Sam Boucher is a tall, lean 26-year-old who says “I eat kale and eggs for breakfast.”
He claims nearly half of every meal he eats comes from his garden and animals.
Boucher is not bragging. He is simply stating a fact of his life.
“It is foreign to most people,” he admits. “But this is my normal.”
Boucher is part of a growing segment of the Key Peninsula who thinks that the idea of fresh food has arrived. Many on the KP Farm Tour Saturday (Oct. 4) will hear about sustainable farming – the idea of growing what you eat and use — and witness farm life first hand.
It is this conviction in fresh food that has him tilling and tending the earth from sunup until sundown. He farms the property he grew up on in Port Orchard, a 2.5-acre plot of land his parents bought 25 years ago.
Boucher’s day looks like this: He gets up at sunrise, feeds his 12 chickens, lets half of the birds out, feeds his dog and checks on the handful of cows grazing on roughly 7 acres of his family’s and neighbor’s pastures. He opens the greenhouse where he grows his seeds, then prioritizes from there what needs to get done.
“The benefits are very apparent,” he said. “I have not been to the gym in a very long time. I feel more connected to the land and have better understanding of my animals.”
And it is not like he did not have any options, he is quick to add.
He will tell you that after attending Whatcom Community College he worked for a nursery, fought wildfires and held a job as an EMT (emergency medical technician).
“I hung up all three of those (jobs) to farm,” he said proudly.
He argues that what he does is a viable way to make a living.
“It is just figuring out how to make it work,” he said. “That means picking the best outlets for me and my produce.”
This also means finding the fairest prices from the most consistent buyers, he adds.
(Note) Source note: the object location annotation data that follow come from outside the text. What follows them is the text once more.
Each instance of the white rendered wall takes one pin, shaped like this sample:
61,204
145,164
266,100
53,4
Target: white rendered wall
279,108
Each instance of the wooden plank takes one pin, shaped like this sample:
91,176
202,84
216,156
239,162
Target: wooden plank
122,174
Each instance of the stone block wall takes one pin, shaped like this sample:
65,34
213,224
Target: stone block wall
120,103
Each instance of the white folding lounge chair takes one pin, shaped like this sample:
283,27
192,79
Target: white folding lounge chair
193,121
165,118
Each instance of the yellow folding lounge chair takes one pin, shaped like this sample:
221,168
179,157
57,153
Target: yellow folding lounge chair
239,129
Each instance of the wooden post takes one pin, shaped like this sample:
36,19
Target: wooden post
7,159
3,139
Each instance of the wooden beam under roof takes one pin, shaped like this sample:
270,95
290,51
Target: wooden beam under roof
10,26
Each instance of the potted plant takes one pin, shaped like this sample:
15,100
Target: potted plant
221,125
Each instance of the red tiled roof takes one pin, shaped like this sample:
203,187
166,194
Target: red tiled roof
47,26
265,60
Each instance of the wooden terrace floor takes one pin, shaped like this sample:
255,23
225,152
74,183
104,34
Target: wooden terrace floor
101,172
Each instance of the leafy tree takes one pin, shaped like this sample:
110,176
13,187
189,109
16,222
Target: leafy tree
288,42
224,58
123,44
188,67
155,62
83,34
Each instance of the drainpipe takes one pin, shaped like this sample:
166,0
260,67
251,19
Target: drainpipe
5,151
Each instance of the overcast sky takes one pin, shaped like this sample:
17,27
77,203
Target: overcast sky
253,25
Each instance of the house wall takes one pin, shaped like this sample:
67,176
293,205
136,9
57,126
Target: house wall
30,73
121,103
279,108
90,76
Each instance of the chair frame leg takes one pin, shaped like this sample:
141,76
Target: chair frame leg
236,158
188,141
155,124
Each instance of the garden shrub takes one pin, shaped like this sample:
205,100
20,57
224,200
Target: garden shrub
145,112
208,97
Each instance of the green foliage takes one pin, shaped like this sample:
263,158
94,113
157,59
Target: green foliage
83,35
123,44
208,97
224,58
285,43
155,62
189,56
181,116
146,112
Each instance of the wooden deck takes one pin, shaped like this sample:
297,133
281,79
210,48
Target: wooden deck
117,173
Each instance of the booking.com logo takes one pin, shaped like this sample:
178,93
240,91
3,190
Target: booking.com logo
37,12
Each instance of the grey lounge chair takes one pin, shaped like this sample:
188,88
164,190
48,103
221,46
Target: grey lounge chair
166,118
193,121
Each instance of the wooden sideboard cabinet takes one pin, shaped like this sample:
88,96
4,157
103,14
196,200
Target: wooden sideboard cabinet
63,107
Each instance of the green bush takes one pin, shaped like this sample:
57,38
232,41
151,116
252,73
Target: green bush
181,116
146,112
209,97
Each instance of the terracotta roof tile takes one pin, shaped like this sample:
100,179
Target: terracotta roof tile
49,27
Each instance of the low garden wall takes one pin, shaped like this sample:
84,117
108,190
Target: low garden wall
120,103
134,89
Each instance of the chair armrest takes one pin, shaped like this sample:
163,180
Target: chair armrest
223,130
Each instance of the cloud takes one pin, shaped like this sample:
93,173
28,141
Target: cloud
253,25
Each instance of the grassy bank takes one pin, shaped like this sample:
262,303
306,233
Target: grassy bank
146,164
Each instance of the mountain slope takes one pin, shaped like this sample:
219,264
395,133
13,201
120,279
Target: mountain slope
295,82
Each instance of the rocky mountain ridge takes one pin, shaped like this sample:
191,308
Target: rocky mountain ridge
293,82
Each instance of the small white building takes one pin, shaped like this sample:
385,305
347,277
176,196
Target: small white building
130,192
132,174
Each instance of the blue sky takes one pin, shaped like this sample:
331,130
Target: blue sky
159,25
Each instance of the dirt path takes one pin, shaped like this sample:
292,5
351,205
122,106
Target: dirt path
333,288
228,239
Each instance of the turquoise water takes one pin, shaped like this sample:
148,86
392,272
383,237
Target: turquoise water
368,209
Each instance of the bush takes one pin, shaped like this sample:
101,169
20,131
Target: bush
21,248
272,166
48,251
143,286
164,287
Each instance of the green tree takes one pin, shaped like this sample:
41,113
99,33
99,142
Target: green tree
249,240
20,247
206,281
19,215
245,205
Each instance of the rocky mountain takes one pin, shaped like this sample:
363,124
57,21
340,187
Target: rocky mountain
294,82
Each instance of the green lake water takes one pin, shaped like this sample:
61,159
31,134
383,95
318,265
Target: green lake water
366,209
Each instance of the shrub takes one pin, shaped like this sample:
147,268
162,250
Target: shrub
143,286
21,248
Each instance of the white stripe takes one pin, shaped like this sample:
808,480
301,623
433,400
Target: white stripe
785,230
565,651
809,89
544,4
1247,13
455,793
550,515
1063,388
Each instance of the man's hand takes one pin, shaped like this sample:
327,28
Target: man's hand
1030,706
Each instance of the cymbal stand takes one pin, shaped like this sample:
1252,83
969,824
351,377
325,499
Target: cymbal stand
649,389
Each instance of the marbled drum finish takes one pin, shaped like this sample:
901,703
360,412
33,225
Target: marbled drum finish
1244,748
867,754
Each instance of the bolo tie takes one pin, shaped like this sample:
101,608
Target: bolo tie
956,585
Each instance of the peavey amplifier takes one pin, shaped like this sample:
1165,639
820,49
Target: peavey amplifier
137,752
It means planning – “having a bit of foresight,” he said – to get to the best venues to sell and raise the highest-value crops like eggs.
On Wednesday evenings at the Key Peninsula Civic Center, a handful of small farmers like Boucher gather around folding tables to sell their produce and extoll the virtues of knowing where your food comes from.
They are part of Fresh Food Revolution, a Key Peninsula food cooperative.
The cooperative sells products from at least two dozen farmers and fishermen on the Key Peninsula and nearby communities.
“Every piece of produce comes from all these different people,” cooperative volunteer Lisa Bryan said, pointing to the handful of farmers around the room.
The process of getting produce to consumer is mostly electronic – at least the shopping and buying phase.
Here is how it works: Producers let the cooperative know what they have available for purchase on a Saturday, then the cooperative sends out an email with a comprehensive list to all its members the following morning. Members respond with their orders, and producers deliver their goods to the Wednesday afternoon gathering at the Key Peninsula Civic Center.
Black boxes with member’s names line a metal counter in the civic center kitchen. Cooperative volunteers then fill boxes based on member orders. Members trickle in, chat up the volunteers, pick up their orders and pay beginning at 3:30 p.m. The cooperative market will stay open another three hours, or until all orders are satisfied.
The cooperative does the accounting and pays the farmers for their produce, Bryan said.
For the most part, she said, the farmers working with the cooperative have small operations.
“They may be actively cultivating 5-acre pieces and smaller,” she said. “You can grow an amazing amount of food in just a couple of acres.”
The cooperative is here for those farmers to take advantage of, she said. “We want them to participate.”
Farmers can sign up to sell their produce as long as they have a business license, according to Bryan. Members pay $50 a year to see what is available to buy. Anyone can drop in at the civic center on Wednesday afternoon to shop.
How successful they are in growing their message, Bryan said, ultimately comes down to what small farmers think is a “fair dollar” price.
“It is a combination of what we think people will pay for and what other organic farmers are charging for their produce,” said Hillary Jensen-Bergren, who leases a one-acre lot in the Rosedale valley neighborhood of Gig Harbor to grow vegetables, medicinal herbs and flowers. “We try to get it in the range of its retail value.”
So what makes her produce better?
“It was usually harvested that day if you’re buying it from the farm or the coop market so its fresher, which means it probably has a higher nutritional value, it tastes better and has a better aesthetic quality,” Jensen-Bergren said.
“Also, it is supporting a local community and all the things that go with local farming,” she adds.
This was not lost on Steve Berry who was at the civic center to pick up his order.
“You eat food from right near where you live,” Berry said. “Grown by people who live near where you live.”
“It’s going back to the way it used to be as opposed to all these (giant food stores) and people eating more packaged foods,” he said.
The idea is to ultimately create a local agriculture economy, according to Bryan.
“What makes us think that we can continue to transfer food great distances,” she argues. “We must be serious about preserving local agricultural land and farmers.
“Hopefully enough for them to make a living,” she adds.